L’intervention militaire française au Mali pèsera lourdement sur le budget des opérations extérieures des armées (Opex) et révèle déjà des insuffisances en matière de transports, un domaine pour lequel la France est contrainte de faire appel à ses alliés.

François Hollande recevant à l’Elysée des représentants d’associations maliennes en France, le 13 janvier 2013

Combien ça coûte ? “Je ne peux pas l’évaluer encore. Tout cela sera public, évidemment” : une semaine après le début des opérations, Jean-Yves Le Drian, doit déjà répondre aux interrogations sur leur coût financier. D’autant que le ministre de la Défense a prévenu que l’engagement “sera long“.

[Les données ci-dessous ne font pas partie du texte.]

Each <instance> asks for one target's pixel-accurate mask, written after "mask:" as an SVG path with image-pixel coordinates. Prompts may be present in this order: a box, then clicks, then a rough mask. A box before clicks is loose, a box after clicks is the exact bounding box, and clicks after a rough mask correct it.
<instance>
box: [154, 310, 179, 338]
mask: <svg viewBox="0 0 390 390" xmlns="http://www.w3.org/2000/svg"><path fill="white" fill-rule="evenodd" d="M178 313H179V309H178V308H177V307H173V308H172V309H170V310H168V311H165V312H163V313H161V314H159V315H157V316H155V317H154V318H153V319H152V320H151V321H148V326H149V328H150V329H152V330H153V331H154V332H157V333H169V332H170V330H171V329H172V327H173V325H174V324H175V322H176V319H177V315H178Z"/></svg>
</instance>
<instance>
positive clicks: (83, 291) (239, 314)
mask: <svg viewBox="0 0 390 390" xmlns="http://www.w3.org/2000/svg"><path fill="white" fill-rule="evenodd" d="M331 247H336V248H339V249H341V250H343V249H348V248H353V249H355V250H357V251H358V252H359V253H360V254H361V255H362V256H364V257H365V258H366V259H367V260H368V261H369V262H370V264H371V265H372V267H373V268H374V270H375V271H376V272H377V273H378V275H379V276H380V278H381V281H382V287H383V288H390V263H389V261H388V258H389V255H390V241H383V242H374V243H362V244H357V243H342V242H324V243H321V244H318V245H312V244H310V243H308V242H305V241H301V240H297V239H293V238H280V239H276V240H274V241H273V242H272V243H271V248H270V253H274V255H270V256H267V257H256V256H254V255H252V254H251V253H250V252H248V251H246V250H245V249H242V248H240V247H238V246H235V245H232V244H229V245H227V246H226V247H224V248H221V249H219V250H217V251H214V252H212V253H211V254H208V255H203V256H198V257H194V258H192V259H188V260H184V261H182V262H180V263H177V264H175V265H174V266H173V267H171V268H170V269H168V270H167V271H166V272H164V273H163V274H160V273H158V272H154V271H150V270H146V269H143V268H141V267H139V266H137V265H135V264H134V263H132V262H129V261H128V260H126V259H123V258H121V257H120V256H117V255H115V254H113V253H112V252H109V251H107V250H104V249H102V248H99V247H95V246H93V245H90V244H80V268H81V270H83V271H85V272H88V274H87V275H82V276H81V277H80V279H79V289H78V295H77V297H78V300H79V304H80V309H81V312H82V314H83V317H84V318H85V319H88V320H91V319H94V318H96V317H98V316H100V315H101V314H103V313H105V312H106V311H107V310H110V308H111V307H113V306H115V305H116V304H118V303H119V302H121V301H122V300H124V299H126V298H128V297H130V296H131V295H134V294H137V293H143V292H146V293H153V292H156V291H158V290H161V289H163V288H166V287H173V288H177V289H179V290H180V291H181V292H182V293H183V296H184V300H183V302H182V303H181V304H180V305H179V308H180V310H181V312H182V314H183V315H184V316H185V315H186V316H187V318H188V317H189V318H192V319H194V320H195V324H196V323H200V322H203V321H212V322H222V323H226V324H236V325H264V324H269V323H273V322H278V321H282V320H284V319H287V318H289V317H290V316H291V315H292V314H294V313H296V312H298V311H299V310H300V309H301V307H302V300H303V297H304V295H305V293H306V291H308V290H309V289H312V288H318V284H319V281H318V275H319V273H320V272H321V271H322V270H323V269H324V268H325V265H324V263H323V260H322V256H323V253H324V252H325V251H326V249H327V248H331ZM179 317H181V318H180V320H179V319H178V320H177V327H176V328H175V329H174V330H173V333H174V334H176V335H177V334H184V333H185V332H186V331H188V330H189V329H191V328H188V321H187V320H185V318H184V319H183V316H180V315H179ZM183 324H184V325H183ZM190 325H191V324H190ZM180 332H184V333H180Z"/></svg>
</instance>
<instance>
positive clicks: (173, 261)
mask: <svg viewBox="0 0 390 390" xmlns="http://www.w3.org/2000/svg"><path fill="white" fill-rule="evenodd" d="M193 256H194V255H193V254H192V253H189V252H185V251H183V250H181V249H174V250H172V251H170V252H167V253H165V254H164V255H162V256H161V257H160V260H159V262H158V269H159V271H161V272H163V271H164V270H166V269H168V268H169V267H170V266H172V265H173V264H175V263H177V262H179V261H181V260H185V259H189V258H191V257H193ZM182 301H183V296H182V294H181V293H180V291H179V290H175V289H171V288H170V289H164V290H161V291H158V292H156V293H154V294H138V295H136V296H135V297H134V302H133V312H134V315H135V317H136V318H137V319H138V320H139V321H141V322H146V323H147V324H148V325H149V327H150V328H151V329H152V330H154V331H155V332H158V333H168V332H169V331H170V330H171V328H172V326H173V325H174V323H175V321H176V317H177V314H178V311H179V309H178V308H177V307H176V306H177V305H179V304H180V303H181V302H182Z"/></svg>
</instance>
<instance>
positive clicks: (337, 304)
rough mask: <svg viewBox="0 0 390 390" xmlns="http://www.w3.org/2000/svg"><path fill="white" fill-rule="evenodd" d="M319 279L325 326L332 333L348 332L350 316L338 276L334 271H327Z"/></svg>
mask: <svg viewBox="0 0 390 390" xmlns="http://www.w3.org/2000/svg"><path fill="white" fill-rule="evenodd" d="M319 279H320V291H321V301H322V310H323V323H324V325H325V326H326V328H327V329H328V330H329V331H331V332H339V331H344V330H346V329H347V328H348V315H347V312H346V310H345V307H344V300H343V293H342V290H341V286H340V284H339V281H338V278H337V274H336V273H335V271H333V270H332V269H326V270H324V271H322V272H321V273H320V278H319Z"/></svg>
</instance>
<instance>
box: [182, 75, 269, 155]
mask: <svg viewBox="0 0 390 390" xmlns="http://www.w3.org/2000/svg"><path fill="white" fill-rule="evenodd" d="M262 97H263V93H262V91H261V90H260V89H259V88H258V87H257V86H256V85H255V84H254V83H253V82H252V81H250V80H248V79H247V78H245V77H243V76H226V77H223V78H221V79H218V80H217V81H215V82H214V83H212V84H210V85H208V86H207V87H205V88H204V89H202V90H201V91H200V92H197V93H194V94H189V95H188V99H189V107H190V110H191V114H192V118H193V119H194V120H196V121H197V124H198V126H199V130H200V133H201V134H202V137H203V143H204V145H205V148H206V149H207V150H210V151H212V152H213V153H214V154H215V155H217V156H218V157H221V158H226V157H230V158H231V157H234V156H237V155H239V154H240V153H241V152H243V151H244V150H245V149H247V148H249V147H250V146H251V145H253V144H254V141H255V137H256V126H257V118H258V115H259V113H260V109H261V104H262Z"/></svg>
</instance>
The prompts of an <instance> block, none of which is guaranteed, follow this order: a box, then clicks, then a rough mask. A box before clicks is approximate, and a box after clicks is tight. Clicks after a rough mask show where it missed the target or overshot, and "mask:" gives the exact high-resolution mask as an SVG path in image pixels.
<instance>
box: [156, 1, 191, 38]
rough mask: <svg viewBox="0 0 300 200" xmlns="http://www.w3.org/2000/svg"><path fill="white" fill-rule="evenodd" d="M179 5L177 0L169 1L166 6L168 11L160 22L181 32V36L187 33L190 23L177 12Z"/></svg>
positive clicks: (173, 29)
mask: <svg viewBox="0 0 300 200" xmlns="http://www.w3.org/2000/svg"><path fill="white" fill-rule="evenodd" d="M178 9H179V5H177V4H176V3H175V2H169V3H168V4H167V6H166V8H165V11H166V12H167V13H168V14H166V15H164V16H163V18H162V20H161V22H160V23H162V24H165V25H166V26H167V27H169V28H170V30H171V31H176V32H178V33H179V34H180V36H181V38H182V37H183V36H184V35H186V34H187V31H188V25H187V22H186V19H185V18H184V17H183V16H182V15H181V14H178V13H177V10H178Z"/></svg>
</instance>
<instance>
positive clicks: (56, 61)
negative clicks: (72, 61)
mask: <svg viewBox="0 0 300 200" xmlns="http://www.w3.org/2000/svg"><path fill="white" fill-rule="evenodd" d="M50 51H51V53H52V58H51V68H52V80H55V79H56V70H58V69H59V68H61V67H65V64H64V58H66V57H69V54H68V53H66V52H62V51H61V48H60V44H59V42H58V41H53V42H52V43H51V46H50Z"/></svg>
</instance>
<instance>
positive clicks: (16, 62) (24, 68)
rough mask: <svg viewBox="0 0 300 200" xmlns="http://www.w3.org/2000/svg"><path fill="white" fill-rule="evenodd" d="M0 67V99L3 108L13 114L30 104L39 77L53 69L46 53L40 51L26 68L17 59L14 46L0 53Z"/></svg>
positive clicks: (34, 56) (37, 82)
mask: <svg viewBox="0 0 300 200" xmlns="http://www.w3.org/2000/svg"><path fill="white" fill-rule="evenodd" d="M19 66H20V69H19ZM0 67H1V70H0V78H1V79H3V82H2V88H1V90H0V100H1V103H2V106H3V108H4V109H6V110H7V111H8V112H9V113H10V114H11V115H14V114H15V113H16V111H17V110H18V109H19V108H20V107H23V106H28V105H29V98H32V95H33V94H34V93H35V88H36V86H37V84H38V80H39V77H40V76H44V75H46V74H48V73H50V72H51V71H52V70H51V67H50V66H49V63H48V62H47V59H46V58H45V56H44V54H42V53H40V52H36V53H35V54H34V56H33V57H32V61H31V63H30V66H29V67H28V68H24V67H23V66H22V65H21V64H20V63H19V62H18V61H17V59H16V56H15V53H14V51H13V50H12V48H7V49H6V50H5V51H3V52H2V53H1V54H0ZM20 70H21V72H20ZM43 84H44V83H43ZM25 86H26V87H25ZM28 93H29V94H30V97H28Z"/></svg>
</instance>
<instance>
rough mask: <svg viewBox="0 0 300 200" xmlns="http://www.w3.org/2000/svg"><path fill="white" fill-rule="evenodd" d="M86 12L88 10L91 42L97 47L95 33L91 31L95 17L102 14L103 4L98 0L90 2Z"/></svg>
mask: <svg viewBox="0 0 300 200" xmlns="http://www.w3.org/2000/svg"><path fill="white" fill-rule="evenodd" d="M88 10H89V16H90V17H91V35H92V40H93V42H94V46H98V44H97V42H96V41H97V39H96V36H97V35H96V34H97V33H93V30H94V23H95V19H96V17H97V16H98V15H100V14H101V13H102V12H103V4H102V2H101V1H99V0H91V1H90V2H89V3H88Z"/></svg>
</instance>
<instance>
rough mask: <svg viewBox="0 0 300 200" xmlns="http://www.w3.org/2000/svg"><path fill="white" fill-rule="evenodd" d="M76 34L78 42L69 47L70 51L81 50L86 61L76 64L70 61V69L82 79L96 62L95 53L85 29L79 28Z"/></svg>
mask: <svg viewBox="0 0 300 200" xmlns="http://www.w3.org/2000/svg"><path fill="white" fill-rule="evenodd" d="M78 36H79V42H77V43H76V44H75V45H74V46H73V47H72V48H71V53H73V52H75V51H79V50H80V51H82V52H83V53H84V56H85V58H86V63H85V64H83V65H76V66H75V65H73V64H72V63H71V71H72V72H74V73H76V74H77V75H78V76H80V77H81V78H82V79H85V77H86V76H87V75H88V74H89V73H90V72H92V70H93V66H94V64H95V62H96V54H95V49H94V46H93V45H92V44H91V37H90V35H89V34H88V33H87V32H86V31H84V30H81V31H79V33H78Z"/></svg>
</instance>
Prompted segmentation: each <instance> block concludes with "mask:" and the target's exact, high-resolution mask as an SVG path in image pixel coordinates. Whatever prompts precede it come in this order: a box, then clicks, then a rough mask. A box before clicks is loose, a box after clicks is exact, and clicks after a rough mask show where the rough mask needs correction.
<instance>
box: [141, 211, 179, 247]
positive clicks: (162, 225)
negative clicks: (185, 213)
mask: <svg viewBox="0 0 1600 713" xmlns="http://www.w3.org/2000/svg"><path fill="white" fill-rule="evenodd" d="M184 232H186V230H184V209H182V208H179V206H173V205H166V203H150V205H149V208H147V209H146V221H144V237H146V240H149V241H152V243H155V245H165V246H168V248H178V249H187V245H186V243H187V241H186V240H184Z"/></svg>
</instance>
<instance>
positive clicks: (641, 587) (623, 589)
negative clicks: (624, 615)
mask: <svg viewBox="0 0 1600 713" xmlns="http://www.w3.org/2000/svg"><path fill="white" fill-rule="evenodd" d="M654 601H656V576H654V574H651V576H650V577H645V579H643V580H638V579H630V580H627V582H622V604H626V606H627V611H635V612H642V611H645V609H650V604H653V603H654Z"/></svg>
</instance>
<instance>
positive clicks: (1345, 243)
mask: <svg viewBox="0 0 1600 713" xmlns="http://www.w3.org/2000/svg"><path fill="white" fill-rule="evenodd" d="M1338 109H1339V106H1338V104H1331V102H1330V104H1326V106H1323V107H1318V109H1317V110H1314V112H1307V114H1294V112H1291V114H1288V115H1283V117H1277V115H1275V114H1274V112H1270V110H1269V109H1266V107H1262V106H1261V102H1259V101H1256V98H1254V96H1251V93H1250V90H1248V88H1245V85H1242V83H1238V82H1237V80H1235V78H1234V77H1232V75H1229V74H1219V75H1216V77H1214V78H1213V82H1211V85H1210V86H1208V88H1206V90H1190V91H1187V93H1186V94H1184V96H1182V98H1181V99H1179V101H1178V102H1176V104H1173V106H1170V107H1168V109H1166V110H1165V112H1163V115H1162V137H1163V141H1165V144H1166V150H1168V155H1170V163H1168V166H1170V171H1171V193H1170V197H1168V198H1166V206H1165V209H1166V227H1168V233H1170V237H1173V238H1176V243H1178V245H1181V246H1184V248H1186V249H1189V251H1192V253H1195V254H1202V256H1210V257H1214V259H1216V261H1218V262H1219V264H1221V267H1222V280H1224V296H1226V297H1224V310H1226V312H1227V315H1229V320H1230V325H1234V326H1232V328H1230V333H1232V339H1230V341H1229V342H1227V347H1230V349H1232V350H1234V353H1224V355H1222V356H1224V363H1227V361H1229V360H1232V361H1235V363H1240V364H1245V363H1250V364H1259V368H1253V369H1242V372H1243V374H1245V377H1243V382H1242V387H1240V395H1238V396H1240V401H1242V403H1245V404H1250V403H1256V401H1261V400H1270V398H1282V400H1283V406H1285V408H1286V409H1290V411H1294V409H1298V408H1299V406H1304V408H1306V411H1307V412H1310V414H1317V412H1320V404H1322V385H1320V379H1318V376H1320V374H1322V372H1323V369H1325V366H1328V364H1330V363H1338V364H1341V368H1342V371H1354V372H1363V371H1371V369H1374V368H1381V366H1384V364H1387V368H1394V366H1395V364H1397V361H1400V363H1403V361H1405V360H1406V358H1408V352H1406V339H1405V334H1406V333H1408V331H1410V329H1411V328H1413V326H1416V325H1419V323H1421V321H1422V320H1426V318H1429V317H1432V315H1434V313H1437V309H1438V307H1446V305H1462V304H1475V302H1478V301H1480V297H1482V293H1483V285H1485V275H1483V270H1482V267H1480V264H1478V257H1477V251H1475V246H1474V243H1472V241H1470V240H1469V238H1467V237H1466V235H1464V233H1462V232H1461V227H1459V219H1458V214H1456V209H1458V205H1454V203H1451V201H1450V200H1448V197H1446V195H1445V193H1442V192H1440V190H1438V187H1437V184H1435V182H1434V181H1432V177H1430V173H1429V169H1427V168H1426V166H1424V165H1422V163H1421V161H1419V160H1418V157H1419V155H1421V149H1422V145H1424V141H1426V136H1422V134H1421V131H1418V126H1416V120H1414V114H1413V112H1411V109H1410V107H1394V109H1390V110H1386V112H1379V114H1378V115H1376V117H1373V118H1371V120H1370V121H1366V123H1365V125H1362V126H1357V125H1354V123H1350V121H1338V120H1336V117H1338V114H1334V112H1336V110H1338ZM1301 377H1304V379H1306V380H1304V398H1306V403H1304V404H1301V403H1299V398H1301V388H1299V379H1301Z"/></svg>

Concrètement, les crédits dédiés aux Opérations extérieures (Opex) pour 2013 s’élèvent à 630 millions d’euros. En baisse d’environ 90 millions par rapport à 2012, en raison du retrait français d’Afghanistan. Mais les économies escomptées du retrait afghan devraient être effacées par l’opération au Mali.

C’est une opération qui durera au minimum une bonne partie de 2013, sinon toute l’année 2013. Ca ne tiendra pas dans le budget“, estime Axel Poniatowski, ancien président UMP de la commission de la Défense de l’Assemblée nationale.